Next up in our series on “Do I need a Lawyer to settle my car accident claim,” I will be discussing another type of circumstance where you inevitably need a lawyer to settle the case. Last week, I discussed why you always should hire a lawyer when your case involves serious injuries. In this article, I’m going to discuss another situation where you will need a lawyer, regardless of how big or small the case, and even if you are not seriously injured. What type of scenario am I referring to? The situation where liability for the car wreck is not clear cut, and in fact, there might be evidence that tends to point to you as the cause of it… even if you know that it was the other driver!
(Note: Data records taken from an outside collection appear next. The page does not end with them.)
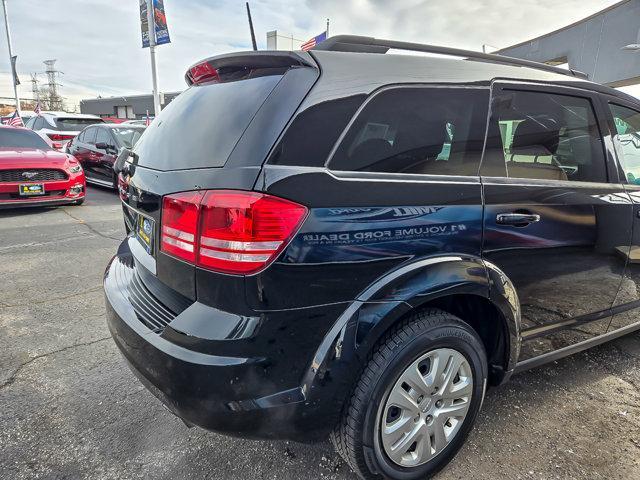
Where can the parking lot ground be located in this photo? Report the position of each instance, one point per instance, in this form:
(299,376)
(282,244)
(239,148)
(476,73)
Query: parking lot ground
(70,408)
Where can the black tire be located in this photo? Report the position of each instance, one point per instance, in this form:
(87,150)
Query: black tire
(354,437)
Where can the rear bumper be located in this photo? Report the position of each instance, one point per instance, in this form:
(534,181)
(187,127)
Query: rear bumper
(202,382)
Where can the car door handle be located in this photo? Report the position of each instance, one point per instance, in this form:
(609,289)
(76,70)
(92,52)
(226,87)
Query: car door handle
(517,219)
Why doesn’t anyone believe you!?!
Lawyers have just as hard a time settling car wreck cases as regular people in Oklahoma when the facts are disputed
My experience – which is based on handling of these cases in and out of court, accepting them from referring lawyers who were unable to settle them, and watching various friends, acquaintances, and family members struggle to settle these cases on their own – has shown me that cases involving disputed liability, unclear facts, or lacking in evidence will not settle without aggressive lawyering. In fact, I have built a niche practice in handling cases with difficult liability, and many of my peers refer such cases to me on a regular basis.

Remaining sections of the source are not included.